Hardware
Low-Level Sensor integration
Thermal Cameras: The drone uses 2 FLIR Boson cameras giving us 640×512 resolution. We wrote our own custom driver using V4L2 to allow for quick processing and efficient memory management. The driver also allows the thermal camera to be set to disabled, master, or slave mode and this changes the timing characteristics of the cameras. We have also developed a thermal preprocessing method that takes into account thermal-sensor noise adjustment using FFC, gain correction, histogram equalization, and noise estimation.
RealSense 465: This is to measure ground truth and provide some depth estimation when flying outdoors or in environment where visual features can be leveraged.

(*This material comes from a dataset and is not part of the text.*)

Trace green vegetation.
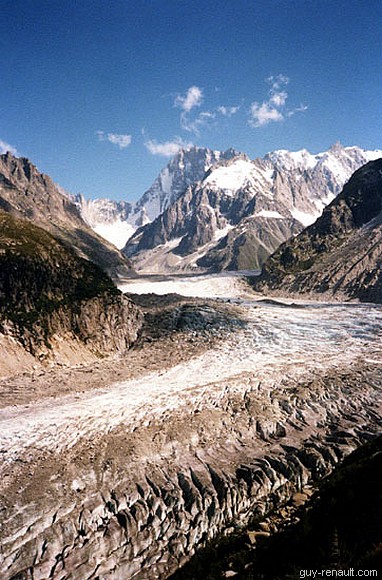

The RealSense has 2 imagers, 1 color sensor and 1 IR projector along with an internal IMU.
IMU: The drone relies on 2 Inertial Measurement Units – Epson G365 external IMU and one that is included with the RealSense 465. The team has worked towards improving the Epson IMU driver code as by-product of testing and debugging issues with it.
Mechanical Design
The integrated hardware for the drone includes:
- Nvidia AGX Orin for onboard compute,
- 2 Flir Boson cameras for thermal vision,
- Intel Realsense D456 for RGBD ground truth data collection,
- LiPo battery for power,
- Pixracer Pro for flight controller,
- Ainstein US-D1 radar for altitude sensing,
- Epson G365 inertial measurement unit, and
- Frsky X8R radio receiver for manual teleoperation signal
All built on a Hexsoon EDU-650 airframe.

All components were designed for modularity, ease of manufacturing via 3D printing, and ease of assembly. The three main subassemblies in the mechanical design are the thermal camera subassembly, the Orin subassembly, and the battery subassembly.
In the thermal camera subassembly, each thermal camera is attached to the airframe and secured in all degrees of freedom by three parts: the camera lid, the mount arm, and the mount lid. The camera lid is fastened to the camera itself and the mount arm, the mount arm is further fastened to the mount lid and the front plate of the airframe, and the mount lid is then fastened to the top plate of the airframe. This mounting strategy was designed to ensuring Single Fault Tolerance, ie. the subassembly will remain securely attached even if any one set of fasteners become loose. Furthermore, the camera placement and consequently length and shape of the mount arms were set to ensure no obstruction to the camera field of view from the airframe. Additionally, custom crash protection bumpers were designed to take the brunt of any impact forces while also staying out of the camera field of view.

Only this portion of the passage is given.